Recently it became apparent that although Wild Wear's balance sheet appeared healthy, the company was stagnant. Everyone seemed to work hard, and the company's products seldom flopped. Yet Wild Wear seemed to have developed a "me too" posture, bringing new products to market a season or a full year after competitors.
The Kellys, who still run the company, pored over performance appraisals looking for the weak points that might be holding the company back. But it seemed that the human resources department had been doing its work. R&D was coming up with a respectable number of new products, the manufacturing facility was modern and efficient, and the marketing tactics often won praise from customers.
Baffled, the Kellys called a meeting of middle-level managers, hoping they could provide some answers they had missed. They were shocked when they noticed that the managers were introducing themselves as they came in and sat down. People who had been working in the same company for years had never even met!
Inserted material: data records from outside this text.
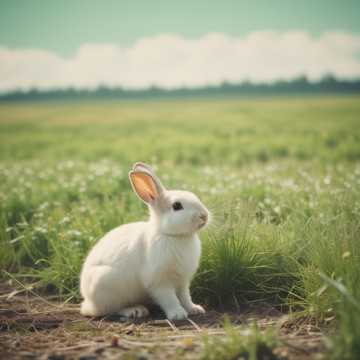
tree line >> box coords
[0,75,360,102]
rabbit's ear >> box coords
[133,162,165,193]
[129,171,159,204]
[133,161,154,174]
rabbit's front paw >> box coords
[188,304,205,315]
[166,307,187,320]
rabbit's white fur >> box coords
[80,163,209,319]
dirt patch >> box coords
[0,285,324,360]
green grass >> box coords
[0,97,360,359]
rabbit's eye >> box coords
[172,201,183,211]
The meeting began with this observation, and for ninety minutes the Kellys sat back and listened to the problems their managers raised.
It became clear that in the attempt to grow from a family operation into a larger company, the Kellys had assumed the two needed to be very different. When they started out, the two of them handled all aspects of the business. Ray would hear from a customer that backpackers really needed a certain product. He would pass the idea on to Myrtle and order the materials she needed, and within a few weeks he would offer the product to the delighted customer. As the company grew, the Kellys began to worry about their lack of formal business training and hired professionals to run each division and set up appropriate rules and procedures.
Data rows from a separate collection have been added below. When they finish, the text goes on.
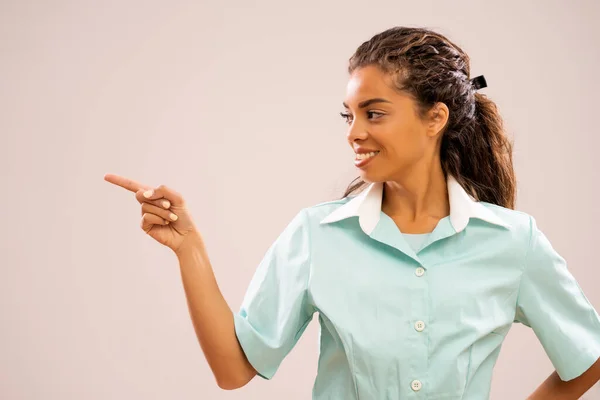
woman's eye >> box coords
[340,111,383,122]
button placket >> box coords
[410,379,423,392]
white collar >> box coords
[321,175,510,235]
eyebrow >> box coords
[342,97,392,108]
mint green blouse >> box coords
[234,176,600,400]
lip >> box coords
[354,151,379,168]
[354,147,379,154]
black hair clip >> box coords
[471,75,487,90]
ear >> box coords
[427,102,450,137]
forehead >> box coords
[344,66,408,107]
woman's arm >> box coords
[527,358,600,400]
[176,233,256,390]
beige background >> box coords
[0,0,600,400]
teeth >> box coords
[356,151,379,160]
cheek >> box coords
[384,127,427,161]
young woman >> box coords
[105,27,600,400]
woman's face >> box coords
[342,66,448,182]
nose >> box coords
[346,121,369,144]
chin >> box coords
[360,170,386,183]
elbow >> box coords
[217,370,252,390]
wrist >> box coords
[173,231,204,258]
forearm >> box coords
[527,359,600,400]
[176,234,252,389]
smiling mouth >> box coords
[355,151,379,161]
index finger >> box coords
[104,174,152,193]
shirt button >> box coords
[410,379,423,392]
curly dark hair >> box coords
[342,26,516,209]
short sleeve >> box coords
[234,209,314,379]
[515,217,600,381]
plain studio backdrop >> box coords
[0,0,600,400]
What they had created, the middle managers informed them, was a number of very efficient, productive divisions that might as well have been separate companies. The R&D people might come up with a new breathable fabric for rain gear, only to find that production had just begun making a new rainwear line out of the old fabric and that marketing was turning all its attention to selling the big inventory of sleeping bags. Each division did the best it could with the information it had, but that information was very incomplete. Products progressed linearly from one division to the next, but it always seemed as though an idea that had been ahead of its time did not yield a product until the time had passed.
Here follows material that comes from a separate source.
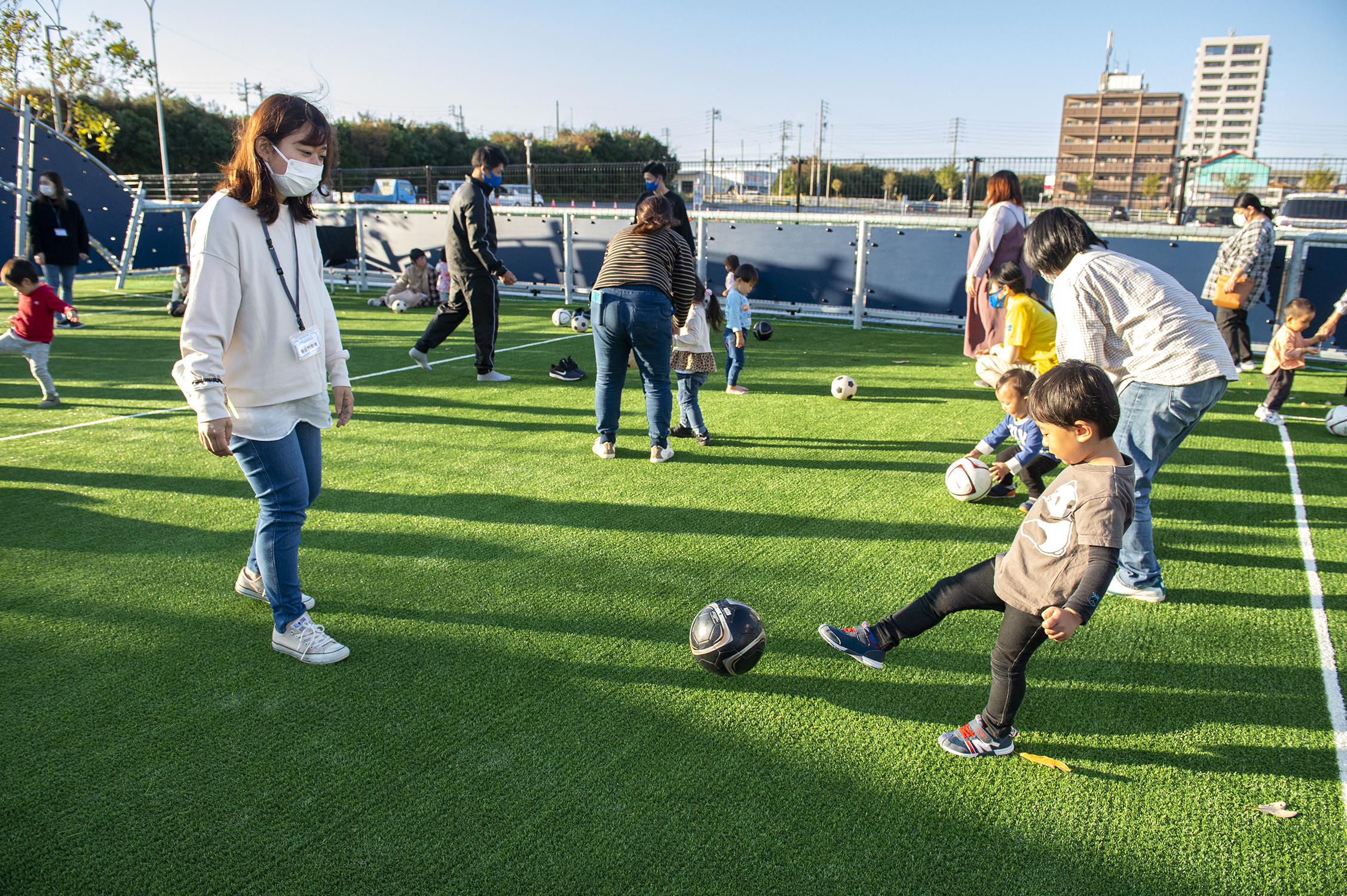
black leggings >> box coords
[997,447,1060,500]
[871,559,1048,737]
To remedy the problem, the Kellys decided to call in a management consultant to create more of a matrix structure for Wild Wear. While they were waiting for the consultant's solutions, they began holding weekly "horizon" meetings. The group of middle managers would get together every Monday and discuss what they saw on their horizon. After less than a month of such meetings, the excitement generated promised better things for Wild Wear as the managers stretched to expand their own horizons and to help others bring their ideas to light.
Case Questions: 1. What would be the ideal organizational design for a company like Wild Wear?
2. What does Wild Wear's experience say about the need for periodic corporate restructuring?